1958年に発表されたPK31シリーズは、モジュール構造を特徴とします。1人掛けのPK31/1を連結して2人掛けや3人掛けのソファを構成することが可能で、空間に応じて柔軟に変化する設計思想が反映されています。特にPK31/3は、連続性と軽やかさを兼ね備え、住宅や公共空間においても存在感を発揮しました。
視覚的に最も際立つのは、座面が床から浮遊しているように見える独特の構造です。脚部を中央に集約させることで、重量感を打ち消し、軽快な印象を与えています。この「浮遊感」は、空間に余白と緊張感をもたらし、従来の重厚なソファの概念を刷新しました。
素材選びにもケアホルムの哲学が現れています。フレームにはマットクローム仕上げのスプリングスチールが用いられ、強度と柔軟性を兼ね備えています。クッションにはダウンが詰められ、見た目のシャープさとは裏腹に柔らかく身体を受け止めます。レザーも厳選されたもので、時間の経過とともに深みを増す経年変化を楽しむことができます。

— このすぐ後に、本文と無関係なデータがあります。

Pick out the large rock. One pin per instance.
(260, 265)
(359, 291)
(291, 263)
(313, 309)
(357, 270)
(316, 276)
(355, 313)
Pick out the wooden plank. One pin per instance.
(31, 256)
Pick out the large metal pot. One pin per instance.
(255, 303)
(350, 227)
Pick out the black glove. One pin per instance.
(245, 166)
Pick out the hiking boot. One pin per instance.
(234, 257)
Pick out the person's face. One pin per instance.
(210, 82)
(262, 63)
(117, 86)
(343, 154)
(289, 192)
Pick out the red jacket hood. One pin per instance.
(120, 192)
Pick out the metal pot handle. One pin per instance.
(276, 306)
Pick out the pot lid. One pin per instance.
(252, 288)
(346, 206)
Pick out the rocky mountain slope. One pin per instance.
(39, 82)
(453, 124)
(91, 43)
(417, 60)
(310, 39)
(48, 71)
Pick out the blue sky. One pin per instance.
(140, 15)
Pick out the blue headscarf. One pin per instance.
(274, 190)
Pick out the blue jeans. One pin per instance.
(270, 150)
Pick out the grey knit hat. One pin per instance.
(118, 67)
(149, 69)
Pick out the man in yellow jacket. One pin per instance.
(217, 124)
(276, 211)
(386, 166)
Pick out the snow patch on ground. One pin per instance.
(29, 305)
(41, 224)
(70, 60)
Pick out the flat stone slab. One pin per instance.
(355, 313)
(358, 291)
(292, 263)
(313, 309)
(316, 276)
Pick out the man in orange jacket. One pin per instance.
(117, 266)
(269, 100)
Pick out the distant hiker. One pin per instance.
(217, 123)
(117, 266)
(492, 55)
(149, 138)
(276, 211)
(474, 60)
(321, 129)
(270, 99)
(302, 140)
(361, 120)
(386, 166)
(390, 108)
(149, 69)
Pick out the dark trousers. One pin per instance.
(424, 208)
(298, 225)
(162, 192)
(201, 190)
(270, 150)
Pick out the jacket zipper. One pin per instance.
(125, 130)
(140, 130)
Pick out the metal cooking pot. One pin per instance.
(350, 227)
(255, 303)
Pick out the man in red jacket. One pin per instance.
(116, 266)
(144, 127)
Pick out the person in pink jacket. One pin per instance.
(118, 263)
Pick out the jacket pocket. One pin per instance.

製造は当初、ケアホルムと深い協力関係にあったE. コールド・クリステンセン社が担いました。その後、1982年以降はフリッツ・ハンセン社が製造を引き継ぎ、現在もケアホルムの遺志を受け継いでいます。初期のE.K.C.製品には独自の刻印が施されており、ヴィンテージ市場では特別な価値を持っています。
今日、PK31/3はニューヨーク近代美術館(MoMA)やヴィクトリア&アルバート博物館に収蔵され、単なる家具ではなく、20世紀デザイン史を象徴する芸術作品として位置づけられています。その普遍的な魅力は、時代や文化を超えて愛され続ける理由を明確に物語っています。